Systems of transferring the drawing – Pouncing

Pouncing

Pouncing. Method of transferring the 1: 1 scale drawing onto a new surface using a sheet of cardboard or paper with holes along the outlines of a drawing.
The technique requires the sheet to be placed on the surface and then beaten with a bag containing coal dust (or a colored pigment) along the perforated outline of the drawing itself: the imprint of the original is thus brought back to the new surface thanks to the passage of powder or pigment through the holes.

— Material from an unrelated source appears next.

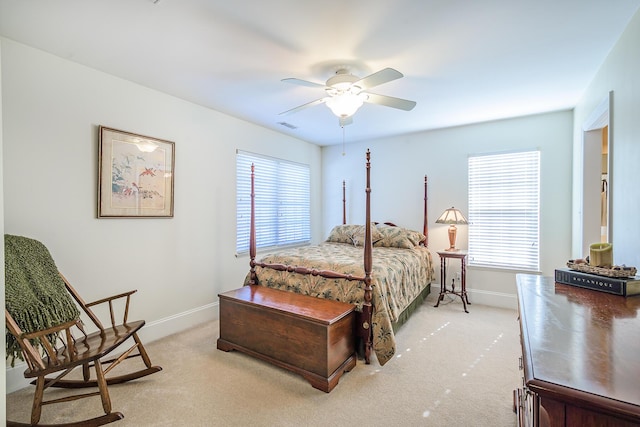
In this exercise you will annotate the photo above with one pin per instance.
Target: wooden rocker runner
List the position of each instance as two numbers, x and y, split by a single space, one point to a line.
45 330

Cennino Cennini (end of the Fourteenth Century) already speaks of “pouncing” in relation to painting on wood, while Filippo Baldinucci (1681) defines the word pouncing as follows: “What you can obtain with this method, which implies a sheet with holes in it along the outlines of the drawing, is making coal or chalk dust tied in a rag pass through these holes (to transfer the drawing), this is called pouncing”.

Giacinto Carena (1853) describes it as “a thin and sparse “button” or cloth bag, in which cardboard, chalk or other powder is tied, to be used for dusting, lightly beating, or rubbing the punched holes. Florentine artists also briefly call it the “button” when the context of the speech excludes any misunderstanding.

French: Poncif  – Italian: Spolvero– Spanish: Estarcido – German: Lochpause.